Unity-Technologies / ml-agents

The Unity Machine Learning Agents Toolkit (ML-Agents) is an open-source project that enables games and simulations to serve as environments for training intelligent agents using deep reinforcement learning and imitation learning.
https://unity.com/products/machine-learning-agents
Other
17.19k stars 4.16k forks source link

Batcher.cs Exception #2391

Closed Peng2017 closed 5 years ago

Peng2017 commented 5 years ago

Describe the bug NullReferenceException: Object reference not set to an instance of an object MLAgents.Batcher.SendAcademyParameters (MLAgents.CommunicatorObjects.UnityRLInitializationOutput academyParameters) (at Assets/ML-Agents/Scripts/Batcher.cs:96) MLAgents.Academy.InitializeEnvironment () (at Assets/ML-Agents/Scripts/Academy.cs:345) MLAgents.Academy.Awake () (at Assets/ML-Agents/Scripts/Academy.cs:250)
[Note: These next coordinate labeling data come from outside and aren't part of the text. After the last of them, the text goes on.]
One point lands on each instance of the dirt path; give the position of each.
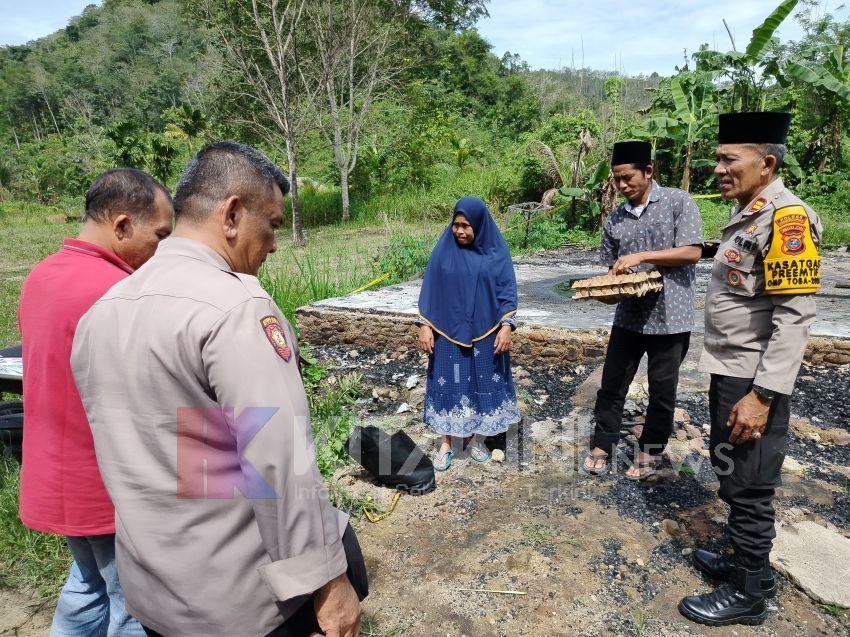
(22, 616)
(594, 556)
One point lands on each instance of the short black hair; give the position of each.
(126, 190)
(222, 170)
(777, 150)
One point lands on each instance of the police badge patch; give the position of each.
(758, 204)
(734, 278)
(274, 332)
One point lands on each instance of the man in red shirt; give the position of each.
(127, 213)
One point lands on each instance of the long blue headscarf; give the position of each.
(468, 290)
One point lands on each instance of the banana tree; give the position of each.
(690, 100)
(831, 80)
(592, 192)
(748, 70)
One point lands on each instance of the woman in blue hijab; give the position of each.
(467, 310)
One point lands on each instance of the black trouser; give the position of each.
(748, 473)
(304, 623)
(665, 353)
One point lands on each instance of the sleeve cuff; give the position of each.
(774, 384)
(305, 573)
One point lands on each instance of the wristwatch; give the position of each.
(764, 392)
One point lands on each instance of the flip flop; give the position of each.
(652, 465)
(443, 461)
(479, 452)
(601, 471)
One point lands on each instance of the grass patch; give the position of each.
(371, 627)
(30, 561)
(839, 612)
(537, 535)
(29, 232)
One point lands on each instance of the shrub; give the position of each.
(405, 257)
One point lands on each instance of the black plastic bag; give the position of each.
(395, 461)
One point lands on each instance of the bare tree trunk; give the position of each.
(35, 128)
(346, 204)
(297, 221)
(352, 42)
(686, 173)
(50, 110)
(14, 134)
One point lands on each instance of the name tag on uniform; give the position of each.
(792, 266)
(748, 245)
(274, 332)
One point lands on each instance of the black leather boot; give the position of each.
(738, 601)
(719, 567)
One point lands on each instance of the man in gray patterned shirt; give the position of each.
(655, 228)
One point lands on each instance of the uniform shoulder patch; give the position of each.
(757, 205)
(734, 278)
(274, 332)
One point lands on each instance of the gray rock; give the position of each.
(816, 559)
(543, 431)
(790, 465)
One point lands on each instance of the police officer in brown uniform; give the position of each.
(757, 316)
(189, 376)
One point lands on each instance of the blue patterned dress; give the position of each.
(469, 291)
(469, 390)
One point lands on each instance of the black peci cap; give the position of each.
(631, 152)
(766, 127)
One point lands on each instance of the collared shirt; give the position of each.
(750, 334)
(189, 376)
(61, 488)
(669, 219)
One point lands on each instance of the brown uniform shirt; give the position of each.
(750, 334)
(189, 376)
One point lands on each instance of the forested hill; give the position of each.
(423, 113)
(135, 81)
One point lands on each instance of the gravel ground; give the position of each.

To Reproduce Steps to reproduce the behavior:

  1. I use public override void InitializeAcademy() method in my academy
  2. when I click "run", I got the above Exception I walk through the Batcher.CS source code, and find there might be a code error: start from line 75: public CommunicatorObjects.UnityRLInitializationInput SendAcademyParameters( CommunicatorObjects.UnityRLInitializationOutput academyParameters) { CommunicatorObjects.UnityInput input; var initializationInput = new CommunicatorObjects.UnityInput(); try { initializationInput = m_communicator.Initialize( new CommunicatorObjects.UnityOutput { RlInitializationOutput = academyParameters }, out input); } catch { throw new UnityAgentsException( "The Communicator was unable to connect. Please make sure the External " + "process is ready to accept communication with Unity."); }

        var firstRlInput = input.RlInput;

here we can see 'input' is not an instance. I think that's why I got the Exception. Screenshots If applicable, add screenshots to help explain your problem.

Environment (please complete the following information):

NOTE: We are unable to help reproduce bugs with custom environments. Please attempt to reproduce your issue with one of the example environments, or provide a minimal patch to one of the environments needed to reproduce the issue.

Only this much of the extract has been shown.